The ‘Peanuts’ Effect
Volpp sees promise in the lottery-based programs because they incorporate so many of the insights gained from behavioral economics, including the importance of frequent feedback and incentives and the threat of regret. Lotteries are likely more effective than direct payments if the expected value of the reward is small because most people tend to discount rewards if they are too small — a phenomenon known as the “peanuts” effect — and because most people overestimate their chances of winning big in a lottery.
Two small pilot studies of 20 patients taking the drug Warfarin found that a daily lottery significantly increased the proportion of patients who took their daily medication. But like the weight loss study, the patients returned to their bad habits once the financial incentive was removed.
With every study, Volpp finds new questions to consider about how programs are designed, how much of a financial reward is optimal and how incentive-based programs could be combined with other approaches to improving patient behavior. “The challenging or dissatisfying part is that each study just opens up a new chapter in terms of how we think about defining further progress,” said Volpp. “There are all these questions that come up; for example in the smoking study, what would happen if we gave out $1,000 or $1,500? We really don’t know.”
Pauly pointed out that there are other issues that incentive programs must overcome, such as regulatory and legal barriers, employer reluctance to invest in programs that might not pay off until years later when many workers will be at different companies, and the resistance from employees themselves, who may see such incentive-based programs as overly paternalistic.

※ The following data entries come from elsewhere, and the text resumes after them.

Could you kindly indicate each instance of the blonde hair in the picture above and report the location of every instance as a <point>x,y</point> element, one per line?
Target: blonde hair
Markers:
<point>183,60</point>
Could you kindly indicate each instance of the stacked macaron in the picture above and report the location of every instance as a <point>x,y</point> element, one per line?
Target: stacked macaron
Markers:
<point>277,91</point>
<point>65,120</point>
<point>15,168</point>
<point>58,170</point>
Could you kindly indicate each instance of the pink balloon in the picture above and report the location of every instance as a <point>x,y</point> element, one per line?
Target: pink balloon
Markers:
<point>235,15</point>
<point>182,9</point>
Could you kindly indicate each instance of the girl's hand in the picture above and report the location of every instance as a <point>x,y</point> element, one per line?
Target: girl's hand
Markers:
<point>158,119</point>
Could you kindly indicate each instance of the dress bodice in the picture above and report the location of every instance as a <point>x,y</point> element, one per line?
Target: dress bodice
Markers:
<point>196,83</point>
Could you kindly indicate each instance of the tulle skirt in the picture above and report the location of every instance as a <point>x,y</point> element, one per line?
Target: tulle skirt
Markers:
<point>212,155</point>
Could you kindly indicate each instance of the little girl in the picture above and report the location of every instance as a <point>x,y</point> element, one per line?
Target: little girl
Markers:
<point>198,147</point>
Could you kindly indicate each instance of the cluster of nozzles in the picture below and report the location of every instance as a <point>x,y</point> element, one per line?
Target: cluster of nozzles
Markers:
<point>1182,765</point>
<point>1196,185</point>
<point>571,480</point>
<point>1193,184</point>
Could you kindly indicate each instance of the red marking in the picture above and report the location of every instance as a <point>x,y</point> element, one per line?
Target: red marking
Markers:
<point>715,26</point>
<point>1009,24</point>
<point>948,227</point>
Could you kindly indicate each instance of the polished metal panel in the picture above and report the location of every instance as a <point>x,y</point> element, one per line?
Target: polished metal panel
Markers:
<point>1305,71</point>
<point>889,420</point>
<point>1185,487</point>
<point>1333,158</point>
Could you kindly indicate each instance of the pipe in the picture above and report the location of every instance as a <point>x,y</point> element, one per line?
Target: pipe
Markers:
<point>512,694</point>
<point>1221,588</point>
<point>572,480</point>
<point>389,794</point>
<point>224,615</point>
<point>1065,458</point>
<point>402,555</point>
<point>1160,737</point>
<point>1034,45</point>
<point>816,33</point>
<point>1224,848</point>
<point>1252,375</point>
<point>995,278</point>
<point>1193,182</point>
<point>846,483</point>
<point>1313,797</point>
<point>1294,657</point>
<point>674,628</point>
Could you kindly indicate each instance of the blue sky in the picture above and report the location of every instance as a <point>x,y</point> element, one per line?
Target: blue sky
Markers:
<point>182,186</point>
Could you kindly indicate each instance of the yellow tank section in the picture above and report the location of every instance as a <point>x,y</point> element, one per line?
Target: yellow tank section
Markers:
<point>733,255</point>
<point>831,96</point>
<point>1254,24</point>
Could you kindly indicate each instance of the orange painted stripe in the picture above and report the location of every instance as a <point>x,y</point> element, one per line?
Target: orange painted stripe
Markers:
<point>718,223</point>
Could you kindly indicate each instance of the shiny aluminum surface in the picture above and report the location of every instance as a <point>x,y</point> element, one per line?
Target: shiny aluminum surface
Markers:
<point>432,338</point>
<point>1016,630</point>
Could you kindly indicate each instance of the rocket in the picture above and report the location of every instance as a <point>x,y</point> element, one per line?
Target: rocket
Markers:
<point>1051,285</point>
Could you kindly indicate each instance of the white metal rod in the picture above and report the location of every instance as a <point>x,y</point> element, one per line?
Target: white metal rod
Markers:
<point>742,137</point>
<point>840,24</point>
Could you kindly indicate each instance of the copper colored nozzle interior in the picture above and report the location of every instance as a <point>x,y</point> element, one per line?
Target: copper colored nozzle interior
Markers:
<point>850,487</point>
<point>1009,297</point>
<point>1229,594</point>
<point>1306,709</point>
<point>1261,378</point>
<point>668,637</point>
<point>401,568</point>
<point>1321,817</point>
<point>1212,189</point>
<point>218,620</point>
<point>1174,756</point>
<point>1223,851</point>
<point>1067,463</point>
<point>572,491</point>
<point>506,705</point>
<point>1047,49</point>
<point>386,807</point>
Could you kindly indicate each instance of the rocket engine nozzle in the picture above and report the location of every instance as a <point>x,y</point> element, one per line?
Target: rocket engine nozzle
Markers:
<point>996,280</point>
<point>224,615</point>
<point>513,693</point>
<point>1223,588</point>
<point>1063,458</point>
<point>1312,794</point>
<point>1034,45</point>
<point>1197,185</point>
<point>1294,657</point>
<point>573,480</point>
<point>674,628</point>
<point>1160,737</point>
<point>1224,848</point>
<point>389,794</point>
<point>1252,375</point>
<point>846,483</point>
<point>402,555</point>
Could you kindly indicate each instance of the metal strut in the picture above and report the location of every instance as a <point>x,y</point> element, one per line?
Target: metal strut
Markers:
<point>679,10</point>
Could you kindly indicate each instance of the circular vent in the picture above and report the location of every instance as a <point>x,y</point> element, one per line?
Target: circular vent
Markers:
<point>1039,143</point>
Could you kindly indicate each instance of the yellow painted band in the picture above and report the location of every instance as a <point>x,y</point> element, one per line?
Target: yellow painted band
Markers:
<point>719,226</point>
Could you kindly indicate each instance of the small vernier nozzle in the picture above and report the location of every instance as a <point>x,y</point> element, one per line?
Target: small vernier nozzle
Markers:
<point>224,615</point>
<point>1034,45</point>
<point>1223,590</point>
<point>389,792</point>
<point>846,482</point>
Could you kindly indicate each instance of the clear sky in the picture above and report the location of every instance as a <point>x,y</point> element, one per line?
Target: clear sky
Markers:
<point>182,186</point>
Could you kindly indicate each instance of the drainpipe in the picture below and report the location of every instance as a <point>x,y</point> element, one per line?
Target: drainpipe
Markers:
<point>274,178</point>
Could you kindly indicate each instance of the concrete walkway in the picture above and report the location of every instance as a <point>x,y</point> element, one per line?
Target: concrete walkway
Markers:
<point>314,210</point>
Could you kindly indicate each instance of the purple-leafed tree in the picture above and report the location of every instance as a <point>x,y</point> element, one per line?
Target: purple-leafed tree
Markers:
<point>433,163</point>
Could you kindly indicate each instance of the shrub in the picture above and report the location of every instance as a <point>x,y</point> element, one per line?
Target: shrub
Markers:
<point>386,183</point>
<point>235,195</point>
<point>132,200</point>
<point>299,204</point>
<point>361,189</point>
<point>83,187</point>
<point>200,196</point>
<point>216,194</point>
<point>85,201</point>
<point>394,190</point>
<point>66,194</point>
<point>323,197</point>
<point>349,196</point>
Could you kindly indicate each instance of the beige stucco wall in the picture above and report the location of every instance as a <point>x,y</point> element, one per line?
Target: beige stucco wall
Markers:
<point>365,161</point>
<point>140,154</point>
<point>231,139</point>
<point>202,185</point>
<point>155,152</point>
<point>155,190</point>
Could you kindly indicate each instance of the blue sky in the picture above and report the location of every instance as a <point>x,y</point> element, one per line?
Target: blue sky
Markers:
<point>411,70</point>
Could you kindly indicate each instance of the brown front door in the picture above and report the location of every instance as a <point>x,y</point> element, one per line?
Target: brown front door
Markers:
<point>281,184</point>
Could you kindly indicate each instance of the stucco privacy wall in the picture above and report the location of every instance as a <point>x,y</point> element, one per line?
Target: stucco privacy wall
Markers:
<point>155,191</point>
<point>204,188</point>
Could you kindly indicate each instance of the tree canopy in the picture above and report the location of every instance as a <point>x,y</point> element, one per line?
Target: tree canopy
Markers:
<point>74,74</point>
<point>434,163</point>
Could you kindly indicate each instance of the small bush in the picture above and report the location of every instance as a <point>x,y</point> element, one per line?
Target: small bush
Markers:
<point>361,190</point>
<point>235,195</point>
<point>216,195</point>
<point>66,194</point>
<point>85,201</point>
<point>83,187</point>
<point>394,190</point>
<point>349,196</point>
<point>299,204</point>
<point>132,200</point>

It will also be tricky for employers to establish incentive-based programs without creating resentment among workers who don’t have any bad health habits to kick.

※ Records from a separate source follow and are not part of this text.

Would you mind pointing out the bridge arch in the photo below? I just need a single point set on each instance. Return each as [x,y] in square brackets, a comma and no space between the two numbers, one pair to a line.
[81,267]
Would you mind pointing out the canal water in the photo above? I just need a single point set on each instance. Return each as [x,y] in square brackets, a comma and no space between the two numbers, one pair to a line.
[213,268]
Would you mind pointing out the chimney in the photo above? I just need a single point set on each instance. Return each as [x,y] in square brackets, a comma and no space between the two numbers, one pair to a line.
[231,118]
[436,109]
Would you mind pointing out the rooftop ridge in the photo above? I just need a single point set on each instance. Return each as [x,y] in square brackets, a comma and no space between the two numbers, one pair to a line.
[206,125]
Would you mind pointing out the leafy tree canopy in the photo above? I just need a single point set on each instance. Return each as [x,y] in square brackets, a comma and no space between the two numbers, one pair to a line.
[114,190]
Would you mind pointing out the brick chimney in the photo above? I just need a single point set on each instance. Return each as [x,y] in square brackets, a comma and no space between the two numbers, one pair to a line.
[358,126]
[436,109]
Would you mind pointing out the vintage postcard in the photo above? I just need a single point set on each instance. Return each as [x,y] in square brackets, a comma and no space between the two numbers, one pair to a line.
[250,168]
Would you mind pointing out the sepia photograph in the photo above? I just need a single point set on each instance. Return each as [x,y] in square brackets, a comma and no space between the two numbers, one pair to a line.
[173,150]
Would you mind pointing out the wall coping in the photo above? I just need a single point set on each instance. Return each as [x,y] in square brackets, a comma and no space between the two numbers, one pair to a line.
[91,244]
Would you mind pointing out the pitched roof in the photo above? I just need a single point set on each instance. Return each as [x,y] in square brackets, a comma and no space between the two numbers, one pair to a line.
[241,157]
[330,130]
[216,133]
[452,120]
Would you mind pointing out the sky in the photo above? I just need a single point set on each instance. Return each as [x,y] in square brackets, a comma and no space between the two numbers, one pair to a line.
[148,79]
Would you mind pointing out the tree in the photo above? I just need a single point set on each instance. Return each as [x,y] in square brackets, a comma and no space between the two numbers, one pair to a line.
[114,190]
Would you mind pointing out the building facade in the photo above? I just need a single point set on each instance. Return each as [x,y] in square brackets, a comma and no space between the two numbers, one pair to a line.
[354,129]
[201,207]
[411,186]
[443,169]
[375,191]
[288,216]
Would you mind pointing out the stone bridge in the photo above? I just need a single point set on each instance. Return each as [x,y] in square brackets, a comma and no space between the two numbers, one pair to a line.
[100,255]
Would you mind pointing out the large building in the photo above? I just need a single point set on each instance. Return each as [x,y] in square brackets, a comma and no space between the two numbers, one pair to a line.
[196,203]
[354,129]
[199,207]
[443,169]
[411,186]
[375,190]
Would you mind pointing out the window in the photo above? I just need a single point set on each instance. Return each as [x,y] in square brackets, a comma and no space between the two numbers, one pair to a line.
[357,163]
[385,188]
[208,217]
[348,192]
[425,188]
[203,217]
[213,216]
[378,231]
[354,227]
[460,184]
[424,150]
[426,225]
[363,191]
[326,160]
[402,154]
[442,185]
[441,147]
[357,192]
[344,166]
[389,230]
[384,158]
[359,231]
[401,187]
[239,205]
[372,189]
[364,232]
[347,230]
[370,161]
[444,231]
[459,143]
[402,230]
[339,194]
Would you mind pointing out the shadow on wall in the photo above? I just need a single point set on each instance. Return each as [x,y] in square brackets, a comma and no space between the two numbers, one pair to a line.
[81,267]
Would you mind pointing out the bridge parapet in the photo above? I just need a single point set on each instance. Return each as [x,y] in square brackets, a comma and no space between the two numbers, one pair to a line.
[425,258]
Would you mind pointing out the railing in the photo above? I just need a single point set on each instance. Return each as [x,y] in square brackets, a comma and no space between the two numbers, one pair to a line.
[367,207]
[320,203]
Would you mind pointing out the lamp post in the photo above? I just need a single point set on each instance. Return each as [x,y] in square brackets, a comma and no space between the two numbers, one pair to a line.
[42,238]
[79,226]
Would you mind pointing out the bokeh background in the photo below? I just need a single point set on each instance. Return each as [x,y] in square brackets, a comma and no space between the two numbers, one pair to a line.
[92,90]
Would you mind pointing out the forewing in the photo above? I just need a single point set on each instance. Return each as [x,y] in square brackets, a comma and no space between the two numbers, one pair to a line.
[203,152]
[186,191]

Despite the stumbling blocks, incentive-based approaches still hold promise, in part because “nothing else has worked,” Pauly said. “You could fill up a basement with failed documents on how to curb health care spending.”
Volpp agreed. As a physician himself, he has been frustrated in his own clinical practice with patients who were unable to follow through in changing their health behaviors, even in situations where they were clearly at high risk of suffering significant impairments in quality of life or life expectancy. “You see the consequences of unhealthy behaviors all the time,” he said. “A lot of the existing approaches just don’t work. It’s clear that we need new approaches to help people.”